Pauv' petit bonhomme...


----------



## bugman (20 Octobre 2011)

iStérique a dit:


> mais je suis entouré de pauvres?!
> 
> Allez, dites moi au moins qu'il y en a au moins un qui possède son entreprise et qui dirige plus d'une trentaine de prolos?!
> 
> ...



Tu as une façon assez particulières de traiter (au sens propre) tes employés (heu, tes prolos, si tu préfères), enfin, ceux qui font progresser le CA de ton entreprise...  Affligeant (ou juste troll ?) !
Non, faut croire que dans ce bas monde, il n'y a pas toujours un juste retour des choses (on y travaille, remarque).

Félicitations à ton fils, en passant. Il lui restera au moins la débrouillardise comme patrimoine. Ma fille aura pour sa part bien d'autres richesses à partager.
Et Steve serait mort là... de rire, certainement.

Au fait, une boite à 30 Millions d'&#8364;, effectivement tu peux en être fière ! A qui ai-je l'honneur ?


----------



## Killmore (21 Octobre 2011)

Bubblefreddo a dit:


> Tu m'étonnes qu'il est culte ce topic.... je l'ai transféré à des copains ! c'est la première fois que ça m'arrive!!!!
> Bref, en conclusion: iStérique est soit très drôle, soit très c-n.

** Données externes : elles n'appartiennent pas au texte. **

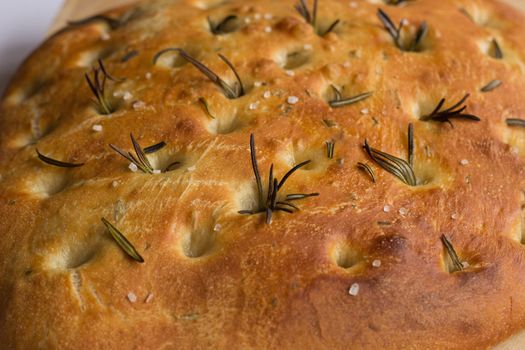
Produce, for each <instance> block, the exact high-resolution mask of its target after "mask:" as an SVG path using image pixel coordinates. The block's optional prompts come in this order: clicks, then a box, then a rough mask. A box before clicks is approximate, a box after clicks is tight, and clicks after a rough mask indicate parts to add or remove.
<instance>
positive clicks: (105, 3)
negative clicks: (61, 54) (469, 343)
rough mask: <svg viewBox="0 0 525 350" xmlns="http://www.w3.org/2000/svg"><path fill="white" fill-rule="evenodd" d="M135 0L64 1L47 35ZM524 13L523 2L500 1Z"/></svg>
mask: <svg viewBox="0 0 525 350" xmlns="http://www.w3.org/2000/svg"><path fill="white" fill-rule="evenodd" d="M134 1H136V0H91V1H85V0H65V2H64V5H63V7H62V9H61V11H60V12H59V14H58V15H57V16H56V18H55V21H54V22H53V25H52V26H51V28H50V29H49V32H48V34H52V33H54V32H55V31H57V30H58V29H60V28H62V27H63V26H65V25H66V23H67V22H68V21H70V20H75V19H80V18H85V17H88V16H91V15H94V14H97V13H100V12H102V11H106V10H109V9H111V8H114V7H117V6H121V5H125V4H129V3H132V2H134ZM501 1H503V2H506V3H509V4H510V5H512V6H514V7H516V8H519V9H521V10H523V11H525V0H501ZM524 344H525V331H523V332H521V333H518V334H516V335H514V336H513V337H511V338H509V339H508V340H506V341H505V342H503V343H501V344H499V345H497V346H496V347H495V348H493V350H515V349H520V348H524V347H525V346H524Z"/></svg>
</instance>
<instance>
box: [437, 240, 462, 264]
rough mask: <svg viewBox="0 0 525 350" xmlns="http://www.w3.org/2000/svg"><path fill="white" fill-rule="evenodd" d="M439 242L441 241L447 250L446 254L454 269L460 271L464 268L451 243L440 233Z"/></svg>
mask: <svg viewBox="0 0 525 350" xmlns="http://www.w3.org/2000/svg"><path fill="white" fill-rule="evenodd" d="M441 243H443V246H444V247H445V250H446V251H447V254H448V256H449V257H450V260H451V261H452V265H453V266H454V270H453V271H450V272H454V271H462V270H463V269H464V267H463V264H462V263H461V260H459V257H458V255H457V253H456V251H455V250H454V247H453V246H452V243H450V241H449V240H448V239H447V237H446V236H445V235H441Z"/></svg>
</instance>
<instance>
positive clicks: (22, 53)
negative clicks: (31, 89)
mask: <svg viewBox="0 0 525 350" xmlns="http://www.w3.org/2000/svg"><path fill="white" fill-rule="evenodd" d="M61 5H62V0H0V96H1V95H2V93H3V91H4V88H5V86H6V84H7V83H8V82H9V78H10V77H11V75H12V74H13V72H14V70H16V68H17V67H18V65H20V63H21V62H22V60H23V59H24V58H25V57H26V56H27V55H28V54H29V53H30V52H31V51H32V50H34V49H35V48H36V47H37V46H38V45H39V44H40V43H41V42H42V40H43V39H44V37H45V34H46V32H47V29H48V28H49V26H50V25H51V23H52V22H53V19H54V17H55V15H56V14H57V13H58V10H59V9H60V6H61Z"/></svg>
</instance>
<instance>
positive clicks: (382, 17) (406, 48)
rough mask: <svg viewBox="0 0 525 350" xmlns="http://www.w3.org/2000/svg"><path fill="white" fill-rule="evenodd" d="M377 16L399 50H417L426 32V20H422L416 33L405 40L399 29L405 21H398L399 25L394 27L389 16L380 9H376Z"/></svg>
mask: <svg viewBox="0 0 525 350" xmlns="http://www.w3.org/2000/svg"><path fill="white" fill-rule="evenodd" d="M377 16H378V17H379V20H380V21H381V22H382V23H383V26H384V27H385V29H386V30H387V31H388V33H389V34H390V36H391V37H392V39H393V40H394V43H395V44H396V46H397V47H398V48H399V49H400V50H402V51H412V52H417V51H419V49H420V48H421V43H422V42H423V40H424V39H425V37H426V36H427V34H428V25H427V22H422V23H421V24H420V25H419V27H418V28H417V31H416V35H415V36H414V37H413V38H412V39H411V40H408V41H406V40H403V38H402V37H401V30H402V29H403V25H404V24H405V21H401V22H399V26H397V27H396V25H395V24H394V22H392V20H391V19H390V17H389V16H388V15H387V14H386V13H385V12H384V11H383V10H381V9H378V10H377Z"/></svg>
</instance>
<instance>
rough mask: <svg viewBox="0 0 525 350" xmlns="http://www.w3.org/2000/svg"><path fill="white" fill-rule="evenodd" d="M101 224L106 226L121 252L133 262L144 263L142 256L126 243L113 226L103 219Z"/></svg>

Ou bien il s'invente une vie au fur et a mesure de ses posts 
Perso j'en crois pas un mot, quant bien même c'était vrai je plain tes employés vu la manière dont tu parles d'eux


----------



## iStérique (21 Octobre 2011)

Killmore a dit:


> Ou bien il s'invente une vie au fur et a mesure de ses posts
> Perso j'en crois pas un mot, quant bien même c'était vrai je plain tes employés vu la manière dont tu parles d'eux



j'adore cette étape du prolo face à sa médiocrité cimentée qui se rassure en se réfugiant dans l'abnégation du statut des élites.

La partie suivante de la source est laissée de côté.